2.6.0 Windows Installer ist detected as PUA:Win32/Packunwan by Windows Defender

[lycis]

Describe the bug Windows Defender identifies the severe PUA:Win32/Packunwan threat for DrMemory-Windows-2.6.0.msi.

To Reproduce Steps to reproduce the behavior:

1. Download https://github.com/DynamoRIO/drmemory/releases/download/release_2.6.0/DrMemory-Windows-2.6.0.msi

Expected behavior The installer should not raise red flags with Windows Defender.

Screenshots or Pasted Text

Versions

• What version of Dr. Memory are you using? 2.6.0
• Does the latest build from https://drmemory.org/page_download.html#sec_latest_build solve the problem?
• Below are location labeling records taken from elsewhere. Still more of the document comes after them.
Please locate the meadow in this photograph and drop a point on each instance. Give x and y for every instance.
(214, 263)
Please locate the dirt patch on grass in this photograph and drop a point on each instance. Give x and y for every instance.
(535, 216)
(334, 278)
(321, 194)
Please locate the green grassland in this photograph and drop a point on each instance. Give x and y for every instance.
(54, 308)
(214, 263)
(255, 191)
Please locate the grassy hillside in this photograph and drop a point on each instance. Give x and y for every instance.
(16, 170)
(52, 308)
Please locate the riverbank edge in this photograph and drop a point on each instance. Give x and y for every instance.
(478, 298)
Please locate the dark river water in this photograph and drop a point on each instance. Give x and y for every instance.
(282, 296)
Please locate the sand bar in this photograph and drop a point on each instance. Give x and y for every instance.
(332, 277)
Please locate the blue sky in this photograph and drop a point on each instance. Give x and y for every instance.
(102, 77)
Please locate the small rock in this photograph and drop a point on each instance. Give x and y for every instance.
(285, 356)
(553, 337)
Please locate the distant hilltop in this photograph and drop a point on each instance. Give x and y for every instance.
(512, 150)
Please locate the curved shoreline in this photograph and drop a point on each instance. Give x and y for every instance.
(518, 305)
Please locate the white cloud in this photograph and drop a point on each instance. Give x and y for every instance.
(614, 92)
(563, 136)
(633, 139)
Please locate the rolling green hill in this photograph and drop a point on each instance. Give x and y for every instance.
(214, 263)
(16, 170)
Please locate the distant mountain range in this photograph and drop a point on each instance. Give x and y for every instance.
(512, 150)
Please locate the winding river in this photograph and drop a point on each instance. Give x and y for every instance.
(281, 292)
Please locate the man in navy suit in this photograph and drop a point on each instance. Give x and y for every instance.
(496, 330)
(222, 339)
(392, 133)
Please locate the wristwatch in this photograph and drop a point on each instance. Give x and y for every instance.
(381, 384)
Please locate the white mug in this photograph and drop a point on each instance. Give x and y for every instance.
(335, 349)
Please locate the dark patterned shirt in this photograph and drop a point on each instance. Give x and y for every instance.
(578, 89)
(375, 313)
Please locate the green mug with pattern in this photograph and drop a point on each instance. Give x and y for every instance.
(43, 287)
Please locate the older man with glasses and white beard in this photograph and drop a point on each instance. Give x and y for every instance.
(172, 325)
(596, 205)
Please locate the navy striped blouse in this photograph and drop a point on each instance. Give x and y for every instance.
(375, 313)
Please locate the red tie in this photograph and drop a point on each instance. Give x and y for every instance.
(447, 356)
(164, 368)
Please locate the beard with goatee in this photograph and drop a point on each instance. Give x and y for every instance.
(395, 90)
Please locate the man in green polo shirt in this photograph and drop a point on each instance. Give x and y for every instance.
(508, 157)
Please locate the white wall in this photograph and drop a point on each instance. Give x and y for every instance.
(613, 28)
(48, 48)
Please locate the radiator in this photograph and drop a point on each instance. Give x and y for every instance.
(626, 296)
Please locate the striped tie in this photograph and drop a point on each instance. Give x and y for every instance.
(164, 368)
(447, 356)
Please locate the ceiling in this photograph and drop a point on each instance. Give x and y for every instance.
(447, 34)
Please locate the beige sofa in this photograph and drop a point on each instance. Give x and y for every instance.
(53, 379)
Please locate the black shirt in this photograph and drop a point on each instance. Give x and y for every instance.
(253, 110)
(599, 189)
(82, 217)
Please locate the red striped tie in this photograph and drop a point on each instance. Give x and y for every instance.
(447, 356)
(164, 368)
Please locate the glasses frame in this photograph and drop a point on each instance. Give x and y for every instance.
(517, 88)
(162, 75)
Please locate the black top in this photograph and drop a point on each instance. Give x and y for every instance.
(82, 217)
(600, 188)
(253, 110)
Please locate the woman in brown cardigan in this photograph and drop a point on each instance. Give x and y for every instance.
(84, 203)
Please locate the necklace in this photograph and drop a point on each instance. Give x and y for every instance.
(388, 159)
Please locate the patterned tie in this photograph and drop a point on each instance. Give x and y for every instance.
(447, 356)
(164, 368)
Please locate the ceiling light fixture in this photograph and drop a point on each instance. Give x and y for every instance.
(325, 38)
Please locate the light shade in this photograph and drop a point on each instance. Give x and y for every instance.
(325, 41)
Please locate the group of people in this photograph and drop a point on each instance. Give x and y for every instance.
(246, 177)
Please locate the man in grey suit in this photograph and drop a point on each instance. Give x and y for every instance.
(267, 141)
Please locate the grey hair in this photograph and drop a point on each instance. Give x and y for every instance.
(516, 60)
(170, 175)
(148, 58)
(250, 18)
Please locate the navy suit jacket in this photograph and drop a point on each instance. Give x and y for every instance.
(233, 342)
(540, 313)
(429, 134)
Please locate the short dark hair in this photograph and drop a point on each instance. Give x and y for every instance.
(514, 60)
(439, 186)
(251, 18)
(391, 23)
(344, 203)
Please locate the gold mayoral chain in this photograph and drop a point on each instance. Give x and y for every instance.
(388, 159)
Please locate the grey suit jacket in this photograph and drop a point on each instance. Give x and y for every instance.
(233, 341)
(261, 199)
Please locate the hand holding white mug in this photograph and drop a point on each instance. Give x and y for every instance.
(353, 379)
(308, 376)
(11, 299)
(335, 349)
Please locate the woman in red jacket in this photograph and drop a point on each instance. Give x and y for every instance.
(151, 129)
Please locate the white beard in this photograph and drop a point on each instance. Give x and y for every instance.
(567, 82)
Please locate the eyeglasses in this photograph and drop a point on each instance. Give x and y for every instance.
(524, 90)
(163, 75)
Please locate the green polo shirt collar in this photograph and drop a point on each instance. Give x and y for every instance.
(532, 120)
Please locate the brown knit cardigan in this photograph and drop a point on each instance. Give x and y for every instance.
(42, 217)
For some reason 2.6.0 gets flagged everytime, but the latest build less often.
  • What operating system version are you running on? 10.0.22631 Build 22631
  • Is your application 32-bit or 64-bit? irrelevant as I don't get that far

[lycis]

I checked a bit further. It seems that it is only the installer that gets flagged, not the installed application itself afterwards.

[derekbruening]

The installer is created by WiX 3.14 and so is not directly in our control. We have seen AV products flag various installers or uninstallers in the past, through no fault of our own: xref #1608 on NSIS which is one reason we switched to WiX in #1620.

It's not clear what could be done here without further information on where this signature is exactly and whether it's possible to avoid with WiX parameters. The theory would be that some actually malicious program used a WiX-built installer as part of itself and the AV signature looks at essentially the wrong thing, the WiX installer, and now flags any WiX-built installer?